That said, Serverless does reduce DevOps to an extent but introduces different
but fewer other complications.

As patio11 would like to remind us all, _we 've got a revenue problem, not a
cost problem._ [0]

[0]
[https://news.ycombinator.com/item?id=22202301](https://news.ycombinator.com/item?id=22202301)

------
flukus
Users has to be the worst unit you can possibly use, there's just to much
variance between projects. If it's 100k users for a timesheet app people use
once a week you've got very different scalability requirements than a 100 user
app that people constantly interact with day in day out. Even then there's big
differences depending on the domain, 100k users inserting data into a single
table looks very different to the same entering information across 30 tables.
You can't just pretend there's magic numbers that apply to everyone.
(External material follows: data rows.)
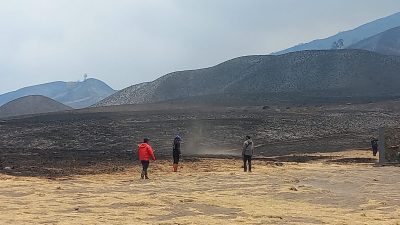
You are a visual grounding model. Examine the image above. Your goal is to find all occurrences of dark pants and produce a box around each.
[172,154,179,164]
[243,155,251,172]
[140,160,150,179]
[372,147,378,156]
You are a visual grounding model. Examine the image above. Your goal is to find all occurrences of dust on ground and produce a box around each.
[0,150,400,225]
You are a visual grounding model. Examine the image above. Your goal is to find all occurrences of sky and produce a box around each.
[0,0,400,94]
Many of those steps are reduce scalability if they're applied prematurely,
splitting out the API and database layer at 1000 "users" is going to use more
resources serializing things across the network than keeping it in process
would. Same for seperating out the database, it's great if you need it but
there's a cost if you don't. I worked on one system where we pulled out the
API layer after realizing that this was where ~50% of our CPU time was being
spent.

It also seems to focus on vertical layering more than horizontal splitting,
being a photo sharing website I would have thought there was a lot of CPU
intensive photo manipulation or something they can split off to services on
the side that doesn't need to be done in real time.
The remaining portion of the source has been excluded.